Consider the heat equation in a radially symmetric sphere of radius unity:
$u_t = u_{rr}+{2 \over r}u_r \ for \ (r,t) \in (0,1) x (0,\infty)$
with boundary conditions $\lim_{r \rightarrow 0}u(r,t) < \infty ; \ u(1,t)=0\ for \ t >0$

Now, using separation of variables $u=R(r)T(t)$ leads to the eigenvalue problem $rR''+2R'-\mu rR=0 \ \ with \ lim_{r \rightarrow 0}R(r) < \infty \ and \ R(1)=0$

Then using the change of variable $X(r)=rR(r)$this becomes $X''-\mu X = 0$

Now to find all the eigenvalues I need to know what the boundary conditions are, and from the info above, how do I determine the sets of boundary conditions to use to find the eigenvalues $\mu_n$??
• August 27th 2009, 01:41 PM
Opalg
If $R(1)=0$ and $X(r) = rR(r)$ then $X(1) = 0$. Also, if R stays finite as $r\to0$ then $rR(r)\to0$ as $r\to0$, and so $X(0) = 0$. Those are the boundary conditions for X.
• August 27th 2009, 02:03 PM
bigdoggy
Quote:

Originally Posted by Opalg
If $R(1)=0$ and $X(r) = rR(r)$ then $X(1) = 0$. Also, if R stays finite as $r\to0$ then $rR(r)\to0$ as $r\to0$, and so $X(0) = 0$. Those are the boundary conditions for X.
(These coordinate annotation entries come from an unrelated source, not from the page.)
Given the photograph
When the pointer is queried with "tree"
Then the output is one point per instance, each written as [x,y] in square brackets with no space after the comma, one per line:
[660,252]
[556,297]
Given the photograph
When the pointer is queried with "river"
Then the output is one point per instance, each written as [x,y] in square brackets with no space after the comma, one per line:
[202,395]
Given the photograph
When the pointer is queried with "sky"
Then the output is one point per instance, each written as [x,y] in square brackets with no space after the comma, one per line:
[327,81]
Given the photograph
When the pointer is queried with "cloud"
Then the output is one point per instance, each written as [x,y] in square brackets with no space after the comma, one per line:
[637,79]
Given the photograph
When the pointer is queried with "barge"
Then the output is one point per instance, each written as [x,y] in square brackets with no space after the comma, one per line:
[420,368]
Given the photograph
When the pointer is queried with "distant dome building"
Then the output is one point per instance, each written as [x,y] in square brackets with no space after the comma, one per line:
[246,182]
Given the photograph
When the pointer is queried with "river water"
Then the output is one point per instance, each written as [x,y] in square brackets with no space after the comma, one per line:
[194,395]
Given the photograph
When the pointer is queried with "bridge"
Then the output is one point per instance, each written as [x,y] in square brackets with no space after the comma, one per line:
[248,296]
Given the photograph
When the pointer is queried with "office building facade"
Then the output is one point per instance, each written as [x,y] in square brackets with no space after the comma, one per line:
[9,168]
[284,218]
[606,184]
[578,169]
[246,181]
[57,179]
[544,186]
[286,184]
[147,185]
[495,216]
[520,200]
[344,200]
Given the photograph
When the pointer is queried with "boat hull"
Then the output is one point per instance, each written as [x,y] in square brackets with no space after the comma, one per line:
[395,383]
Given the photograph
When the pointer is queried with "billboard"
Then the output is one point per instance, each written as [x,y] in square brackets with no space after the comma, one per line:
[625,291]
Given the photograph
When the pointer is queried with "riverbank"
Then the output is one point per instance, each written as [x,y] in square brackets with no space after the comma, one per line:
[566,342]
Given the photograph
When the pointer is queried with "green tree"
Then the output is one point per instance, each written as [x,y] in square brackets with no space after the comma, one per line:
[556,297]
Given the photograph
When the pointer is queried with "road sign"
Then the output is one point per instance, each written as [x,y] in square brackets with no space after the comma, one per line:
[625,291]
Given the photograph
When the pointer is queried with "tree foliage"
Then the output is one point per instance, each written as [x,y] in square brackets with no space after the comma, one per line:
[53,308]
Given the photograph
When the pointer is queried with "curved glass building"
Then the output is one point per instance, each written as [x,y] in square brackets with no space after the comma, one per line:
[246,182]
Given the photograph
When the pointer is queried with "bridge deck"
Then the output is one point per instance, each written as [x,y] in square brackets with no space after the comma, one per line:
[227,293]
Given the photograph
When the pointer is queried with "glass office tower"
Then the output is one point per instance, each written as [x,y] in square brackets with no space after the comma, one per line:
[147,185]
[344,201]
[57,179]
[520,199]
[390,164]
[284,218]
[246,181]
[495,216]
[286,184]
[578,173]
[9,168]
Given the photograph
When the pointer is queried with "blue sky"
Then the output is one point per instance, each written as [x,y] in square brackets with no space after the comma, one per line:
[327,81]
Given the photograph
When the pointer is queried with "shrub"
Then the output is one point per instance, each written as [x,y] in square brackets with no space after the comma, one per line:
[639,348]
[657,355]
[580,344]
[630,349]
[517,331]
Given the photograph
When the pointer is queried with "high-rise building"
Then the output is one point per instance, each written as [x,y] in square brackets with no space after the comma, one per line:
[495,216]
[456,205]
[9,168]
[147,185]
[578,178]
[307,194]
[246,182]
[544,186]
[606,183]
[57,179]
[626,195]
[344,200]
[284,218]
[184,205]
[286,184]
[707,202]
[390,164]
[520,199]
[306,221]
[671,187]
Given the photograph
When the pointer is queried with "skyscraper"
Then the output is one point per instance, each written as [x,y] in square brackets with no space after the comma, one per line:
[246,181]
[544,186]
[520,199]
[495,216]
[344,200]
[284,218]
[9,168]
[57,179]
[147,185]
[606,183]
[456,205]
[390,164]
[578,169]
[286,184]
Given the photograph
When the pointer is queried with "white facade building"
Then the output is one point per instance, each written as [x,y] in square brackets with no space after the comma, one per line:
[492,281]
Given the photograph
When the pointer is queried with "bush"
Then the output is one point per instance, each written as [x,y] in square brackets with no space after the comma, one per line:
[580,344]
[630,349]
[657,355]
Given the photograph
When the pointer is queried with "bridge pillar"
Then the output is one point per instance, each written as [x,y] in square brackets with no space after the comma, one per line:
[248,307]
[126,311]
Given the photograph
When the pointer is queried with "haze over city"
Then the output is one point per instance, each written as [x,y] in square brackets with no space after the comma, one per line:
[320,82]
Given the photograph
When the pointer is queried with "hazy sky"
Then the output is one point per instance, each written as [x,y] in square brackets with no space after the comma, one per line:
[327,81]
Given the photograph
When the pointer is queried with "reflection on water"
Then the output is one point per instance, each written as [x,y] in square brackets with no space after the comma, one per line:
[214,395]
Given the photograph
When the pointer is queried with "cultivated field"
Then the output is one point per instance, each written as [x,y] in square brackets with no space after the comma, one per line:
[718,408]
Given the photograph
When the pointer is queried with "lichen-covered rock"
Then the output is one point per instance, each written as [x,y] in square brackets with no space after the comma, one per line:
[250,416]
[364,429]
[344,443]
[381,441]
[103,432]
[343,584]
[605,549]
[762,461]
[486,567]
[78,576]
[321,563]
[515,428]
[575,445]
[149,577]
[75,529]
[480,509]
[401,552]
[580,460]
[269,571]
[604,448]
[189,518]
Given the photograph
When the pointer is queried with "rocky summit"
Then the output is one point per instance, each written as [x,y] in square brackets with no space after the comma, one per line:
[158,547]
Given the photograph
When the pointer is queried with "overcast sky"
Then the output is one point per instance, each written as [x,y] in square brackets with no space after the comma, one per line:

So considering $\mu<0,\mu>0 \ and \ \mu=0 \$
I find the eigenfunction to be $R_n = \sin{n\pi r}$ is that correct?
• August 27th 2009, 02:10 PM
Opalg
Quote:

Originally Posted by bigdoggy
So considering $\mu<0,\mu>0 \ and \ \mu=0 \$
I find the eigenfunction to be $R_n = \sin{n\pi r}$ is that correct?

Yes. (Clapping)
• August 27th 2009, 02:18 PM
bigdoggy
Quote:

Originally Posted by Opalg
Yes. (Clapping)

It was a question in an exam and I had no idea if my answer was correct, the way the boundary conditions were given
$\lim_{r \rightarrow 0}u(r,t) < \infty ; \ u(1,t)=0\ for \ t >0$ confused me(hence my post)... $R_n = \sin{n\pi r}$ is the answer I wrote...